9 and they taught throughout Judah, and, with them, was the book of the law of Yahweh, —so they went round throughout all the cities of Judah, and taught the people.
En zij leerden in Juda, en het wetboek des HEEREN was bij hen; en zij gingen rondom in alle steden van Juda, en leerden onder het volk.
10 And it came to pass, that, the dread of Yahweh, was upon all the kingdoms of the countries, that were round about Judah, —and they warred not against Jehoshaphat.
En een verschrikking des HEEREN werd over alle koninkrijken der landen, die rondom Juda waren, dat zij niet krijgden tegen Josafat.
11 And, from among the Philistines, were they bringing in unto Jehoshaphat a present, and silver as tribute, —even the Arabians, were bringing in unto him flocks, seven thousand seven hundred rams, and seven thousand seven hundred he-goats.
En van de Filistijnen brachten zij Josafat geschenken met het opgelegde geld; ook brachten hem de Arabieren klein vee, zeven duizend en zevenhonderd rammen, en zeven duizend en zevenhonderd bokken.
12 And so it came to pass that, Jehoshaphat, went on waxing surpassingly great, —and he built, throughout Judah, fortresses and cities for store;
Alzo nam Josafat toe, en werd ten hoogste groot; daartoe bouwde hij in Juda burchten en schatsteden.
13 and, much business, had he, throughout the cities of Judah, —but, the men of war, the heroes of valour, were in Jerusalem.
En hij had veel werks in de steden van Juda, en krijgslieden, kloeke helden in Jeruzalem.
14 And, these, are the numbers of them, by their ancestral house, —To Judah, pertained rulers of thousands, Adnah the chief, and, with him, mighty men of valour, three hundred thousand;
Dit nu is hun telling, naar de huizen hunner vaderen. In Juda waren oversten der duizenden: Adna de overste, en met hem waren driehonderd duizend kloeke helden.
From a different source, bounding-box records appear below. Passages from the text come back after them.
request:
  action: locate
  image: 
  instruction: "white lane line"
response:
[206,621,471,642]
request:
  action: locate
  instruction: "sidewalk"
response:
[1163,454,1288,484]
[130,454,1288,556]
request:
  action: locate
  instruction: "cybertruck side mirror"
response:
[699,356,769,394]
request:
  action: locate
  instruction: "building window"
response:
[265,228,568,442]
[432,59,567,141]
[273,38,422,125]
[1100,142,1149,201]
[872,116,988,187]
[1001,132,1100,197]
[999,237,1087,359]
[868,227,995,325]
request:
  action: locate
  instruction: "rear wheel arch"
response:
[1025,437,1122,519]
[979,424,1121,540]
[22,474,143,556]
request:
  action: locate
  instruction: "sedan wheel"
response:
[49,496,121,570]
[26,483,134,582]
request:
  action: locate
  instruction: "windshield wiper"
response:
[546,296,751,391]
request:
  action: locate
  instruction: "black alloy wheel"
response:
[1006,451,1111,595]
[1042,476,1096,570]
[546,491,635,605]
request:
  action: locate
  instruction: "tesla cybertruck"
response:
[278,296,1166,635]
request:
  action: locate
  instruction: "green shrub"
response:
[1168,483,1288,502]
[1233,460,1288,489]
15 and, under his direction, was Jehohanan the chief, —and, with him, two hundred and eighty thousand;
Naast hem nu was de overste Johanan; en met hem waren tweehonderd tachtig duizend;
16 and, under his direction, Amasiah son of Zichri, who willingly offered himself unto Yahweh, —and, with him, two hundred thousand heroes of valour.
En naast hem was Amasia, de zoon van Zichri, die zich vrijwillig den HEERE overgegeven had; en met hem waren tweehonderd duizend kloeke helden.
17 And, out of Benjamin, a hero of valour, Eliada, —and, with him, armed with bow and buckler, two hundred thousand;
En uit Benjamin was Eljada, een kloek held; en met hem tweehonderd duizend, die met boog en schild gewapend waren.
18 and, under his direction, Jehozabad, —and, with him, a hundred and eighty thousand, equipped for war.
En naast hem was Jozabad; en met hem waren honderd en tachtig duizend, ten krijge toegerust.
19 These, were they who were waiting upon the king, —besides those whom the king placed in the fortified cities, throughout all Judah.
Dezen waren in den dienst des konings; behalve degenen, die de koning in de vaste steden door gans Juda gezet had.